Beyond the Whiteboard: A Week of Unlearning and Rebuilding in Kampong Thom

July 7, 2026

Next week, the science labs at Kampong Thom High School are going to get unusually crowded.

From July 8 to 11, 2026, eighty-two educators are doing something that requires a fair amount of courage: they are stepping away from the whiteboards, putting down the chalk, and taking a seat at the laboratory bench as students.

Kampong Thom is a fascinating backdrop for this. Known as the geographical heart of Cambodia, it’s a region layered with history – home to the ancient, centuries-old brick engineering of Sambor Prei Kuk – yet deeply tied to the daily, practical rhythms of agriculture and the nearby Tonle Sap lake. It is a place where science isn’t just an abstract concept in a textbook; it’s woven into the water, the soil, and the community’s livelihood.

And next week, it becomes the testing ground for a very quiet, very deliberate shift in science education.

Shifting Focus to the Mechanics

This four-day workshop isn’t about high-level educational philosophy or lecturing teachers on abstract theories. Instead, it’s a deep dive into the gritty, hands-on mechanics of running a functional science lab.

The cohort is a diverse mix. We have 51 educators from Kampong Thom High School and 31 from Hun Sen Ballang High School, ranging from veteran biology and physics teachers to school directors and lab assistants. For four dense days, their focus will narrow down to the fundamentals: the precise calibration of equipment and the step-by-step execution of scientific protocols.

“Effective STEM education doesn’t happen through lectures alone; it happens through constant, hands-on refinement.”

The schedule waiting for them is rigorous. Guided by National Institute of Education (NIE) frameworks, these teachers will spend their first few days analyzing lab guidelines, proposing practical experiments that actually matter to local students, and carefully labeling materials. They won’t just perform the experiments – they will be capturing them on camera, creating ‘flipped learning’ video guides so their students can preview the practical steps at home before ever touching a beaker in class.

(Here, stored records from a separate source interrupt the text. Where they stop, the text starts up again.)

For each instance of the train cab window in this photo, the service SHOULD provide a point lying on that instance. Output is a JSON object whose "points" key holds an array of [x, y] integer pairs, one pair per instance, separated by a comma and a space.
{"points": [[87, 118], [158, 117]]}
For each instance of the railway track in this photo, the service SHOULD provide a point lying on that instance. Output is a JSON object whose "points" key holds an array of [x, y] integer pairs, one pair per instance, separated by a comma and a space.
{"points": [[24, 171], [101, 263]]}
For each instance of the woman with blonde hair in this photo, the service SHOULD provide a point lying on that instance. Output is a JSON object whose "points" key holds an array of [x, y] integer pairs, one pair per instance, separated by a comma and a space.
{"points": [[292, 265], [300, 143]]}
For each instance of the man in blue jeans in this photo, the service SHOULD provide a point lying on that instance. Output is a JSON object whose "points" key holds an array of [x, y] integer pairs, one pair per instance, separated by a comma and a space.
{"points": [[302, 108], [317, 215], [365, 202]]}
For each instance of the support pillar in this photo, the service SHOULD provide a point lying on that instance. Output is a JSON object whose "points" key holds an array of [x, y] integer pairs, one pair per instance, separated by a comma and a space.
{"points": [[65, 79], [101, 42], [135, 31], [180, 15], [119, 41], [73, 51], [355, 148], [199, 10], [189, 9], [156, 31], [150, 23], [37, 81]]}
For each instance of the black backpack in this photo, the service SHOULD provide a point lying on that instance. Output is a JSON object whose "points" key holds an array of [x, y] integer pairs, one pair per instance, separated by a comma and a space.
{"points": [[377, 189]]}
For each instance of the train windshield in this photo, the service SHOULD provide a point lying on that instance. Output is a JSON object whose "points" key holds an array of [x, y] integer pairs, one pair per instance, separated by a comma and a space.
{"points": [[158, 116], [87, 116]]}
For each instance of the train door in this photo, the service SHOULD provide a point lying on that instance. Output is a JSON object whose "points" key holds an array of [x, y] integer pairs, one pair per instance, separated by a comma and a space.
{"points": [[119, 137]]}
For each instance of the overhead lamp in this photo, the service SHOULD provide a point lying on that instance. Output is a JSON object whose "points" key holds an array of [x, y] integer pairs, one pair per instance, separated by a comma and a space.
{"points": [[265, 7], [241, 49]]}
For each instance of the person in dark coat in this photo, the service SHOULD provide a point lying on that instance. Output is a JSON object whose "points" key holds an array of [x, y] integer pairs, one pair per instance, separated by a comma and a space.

Designing with the End in Mind

As the week progresses, the training shifts from the physical lab to the digital domain. The educators will be diving into Backward Design – a curriculum framework that asks teachers to start with the final destination. Instead of asking “What chapter comes next?”, they will ask, “What real-world concept do my students absolutely need to understand, and how do we prove they’ve learned it?”

From there, the labs will turn into makeshift production studios. Armed with laptops and ICT tools, the teachers will draft scripts and edit Interactive Videos – educational content where lessons aren’t just watched, but engaged with through mid-video questions and choices.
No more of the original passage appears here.